Nie chcę dywagować o personaliach, bo każdy widział, co się działo. Trener też starał się reagować (już w przerwie) i zapewne sam musi zobaczyć, kto się sprawdza na ekstraklasowym poziomie, a kto nie. Faktem jest, że na pierwszy mecz w ekstraklasie wyszliśmy tylko dwoma nowymi zawodnikami – Klemenzem i Galanem. No może trzema, bo Baranowicz był tak jakby nowy. Czy to była forma nagrody dla poszczególnych piłkarzy za awans – nie wiadomo. W kolejnych meczach jednak najprawdopodobniej proporcje nowych i starych zawodników będą już bardziej zbalansowane.

Widać było, że ekstraklasowe granie to inna para butów. W pierwszej połowie Radomiak pokazał ogranie, technicznie też byli niczego sobie. Trzeba się przystosować do nowych okoliczności. Pierwsza liga to był styl życia, Ekstraklasa też nim będzie – tylko innego rodzaju.

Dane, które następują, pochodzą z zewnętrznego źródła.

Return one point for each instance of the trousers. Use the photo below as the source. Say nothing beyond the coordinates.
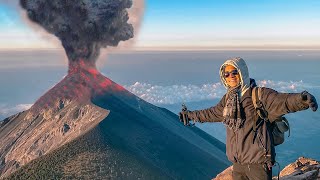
(251, 172)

Nie ma co psioczyć, tylko zakasać rękawy i działać. Następne spotkanie gramy ze Stalą Mielec, rywalem wydaje się w naszym zasięgu. Ale to wszystko kwestia względna. Nie wiemy tak naprawdę, jaki poziom względem GKS mają rywale. Musimy więc organoleptycznie się o tym przekonać.